If you're docid gets repeated, then you could very well use an LRU
cache to get what you want. To make sure you're not missing updates,
using a call to HEAD and checking the ETAG would probably be best.
Also, if you have access to some number of document ids, you can
fetch multiple documents simultaneously by POST'ing a {"keys":
[docid1, docid2, docid3, ...]} to
http://127.0.0.1:5874/db_name/_all_docs?include_docs=true
HTH,
Paul Davis
On Wed, Apr 1, 2009 at 3:34 PM, Manjunath Somashekhar
<[email protected]> wrote:
>
> hi All,
>
> Buoyed by the response i got to my previous mail (Suggestions on View
> performance optimization/improvement), i am asking another question for
> optimizing document look up based on _id.
>
> Let us say we have a db containing a million documents each with _id
> generated by us [1.....1000000]. If we have to get all the documents one by
> one (assuming the search/lookup code will get random inputs of [1..1000000]),
> wat would work best?
>
> As of now wat we are doing is a simple look up like:
> def getDocById(self, id):
> return self.db[id]
>
> For doing a million lookups like this it takes about 50-60 mins on my laptop.

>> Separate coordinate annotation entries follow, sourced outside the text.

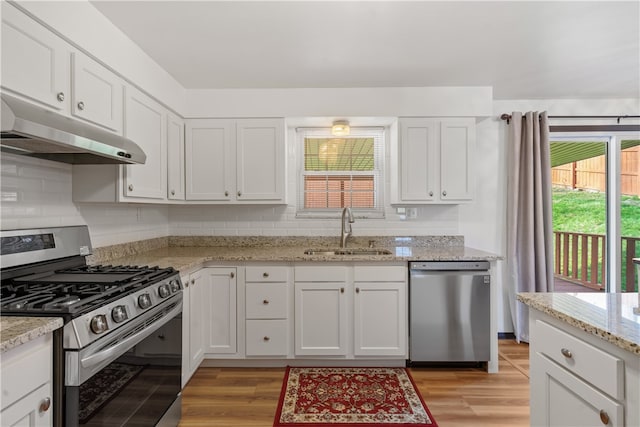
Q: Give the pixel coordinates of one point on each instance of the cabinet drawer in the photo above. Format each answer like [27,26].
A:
[373,273]
[267,337]
[321,273]
[34,357]
[266,300]
[267,274]
[595,366]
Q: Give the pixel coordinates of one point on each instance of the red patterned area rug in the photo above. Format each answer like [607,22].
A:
[350,397]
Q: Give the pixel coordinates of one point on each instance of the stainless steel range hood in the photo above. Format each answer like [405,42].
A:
[30,130]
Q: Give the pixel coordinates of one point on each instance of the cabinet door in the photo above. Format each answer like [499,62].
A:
[196,319]
[210,159]
[380,313]
[145,124]
[561,399]
[320,319]
[220,303]
[97,93]
[175,158]
[457,144]
[260,160]
[418,160]
[30,410]
[35,62]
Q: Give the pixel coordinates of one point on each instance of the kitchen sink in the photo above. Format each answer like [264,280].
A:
[344,251]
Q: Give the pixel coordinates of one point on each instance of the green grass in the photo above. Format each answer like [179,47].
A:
[584,212]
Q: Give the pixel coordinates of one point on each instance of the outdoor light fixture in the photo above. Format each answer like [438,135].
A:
[340,128]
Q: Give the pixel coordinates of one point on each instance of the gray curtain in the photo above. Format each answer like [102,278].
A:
[529,226]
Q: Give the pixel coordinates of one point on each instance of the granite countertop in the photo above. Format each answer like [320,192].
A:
[612,317]
[18,330]
[185,258]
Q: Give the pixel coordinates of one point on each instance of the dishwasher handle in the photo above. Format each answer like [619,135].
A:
[449,265]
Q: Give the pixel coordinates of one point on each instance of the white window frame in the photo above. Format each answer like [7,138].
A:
[379,134]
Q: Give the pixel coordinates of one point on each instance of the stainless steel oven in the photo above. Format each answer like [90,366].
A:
[117,359]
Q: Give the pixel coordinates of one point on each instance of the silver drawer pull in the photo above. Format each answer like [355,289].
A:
[566,353]
[604,417]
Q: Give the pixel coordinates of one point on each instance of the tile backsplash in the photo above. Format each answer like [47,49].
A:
[38,193]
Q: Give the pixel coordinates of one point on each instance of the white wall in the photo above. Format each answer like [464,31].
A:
[37,193]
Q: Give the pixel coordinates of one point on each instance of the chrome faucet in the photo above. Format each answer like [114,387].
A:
[346,226]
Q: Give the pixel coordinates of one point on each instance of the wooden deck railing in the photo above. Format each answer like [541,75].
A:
[580,258]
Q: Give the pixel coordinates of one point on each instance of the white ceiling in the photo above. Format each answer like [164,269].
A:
[525,50]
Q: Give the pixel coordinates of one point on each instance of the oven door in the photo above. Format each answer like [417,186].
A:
[132,378]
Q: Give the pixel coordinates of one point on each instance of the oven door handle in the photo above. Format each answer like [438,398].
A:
[101,356]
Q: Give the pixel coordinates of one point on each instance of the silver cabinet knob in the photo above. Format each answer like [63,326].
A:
[45,404]
[119,314]
[99,324]
[144,301]
[566,353]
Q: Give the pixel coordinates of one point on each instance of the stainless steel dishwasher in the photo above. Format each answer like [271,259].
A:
[449,311]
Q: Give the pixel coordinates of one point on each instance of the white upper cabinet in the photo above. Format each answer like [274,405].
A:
[146,124]
[433,161]
[235,161]
[260,160]
[457,145]
[35,62]
[175,157]
[210,159]
[97,93]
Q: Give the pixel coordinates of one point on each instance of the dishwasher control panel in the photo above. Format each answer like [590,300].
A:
[450,265]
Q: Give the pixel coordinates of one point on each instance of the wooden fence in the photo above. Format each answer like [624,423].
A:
[590,174]
[580,258]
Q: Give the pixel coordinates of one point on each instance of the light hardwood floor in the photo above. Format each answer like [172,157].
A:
[455,396]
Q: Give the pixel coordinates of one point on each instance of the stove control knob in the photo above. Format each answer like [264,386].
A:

> Is there a better way of doing the same? Thought of fetching a bunch of keys
> in one go caching them (LRU style) and looking up the cache first before
> hitting the db, but given that the input 'id' randomly varies between
> [1..1000000], it has not been a great success.
>
> Any thoughts? Ideas? Suggestions?
>
> Environment details:
> Couchdb - 0.9.0a757326
> Erlang - 5.6.5
> Linux kernel - 2.6.24-23-generic #1 SMP Mon Jan 26 00:13:11 UTC 2009 i686
> GNU/Linux
> Ubuntu distribution
> Centrino Dual core, 4GB RAM laptop
>
> Thanks
> Manju
>
>
>
>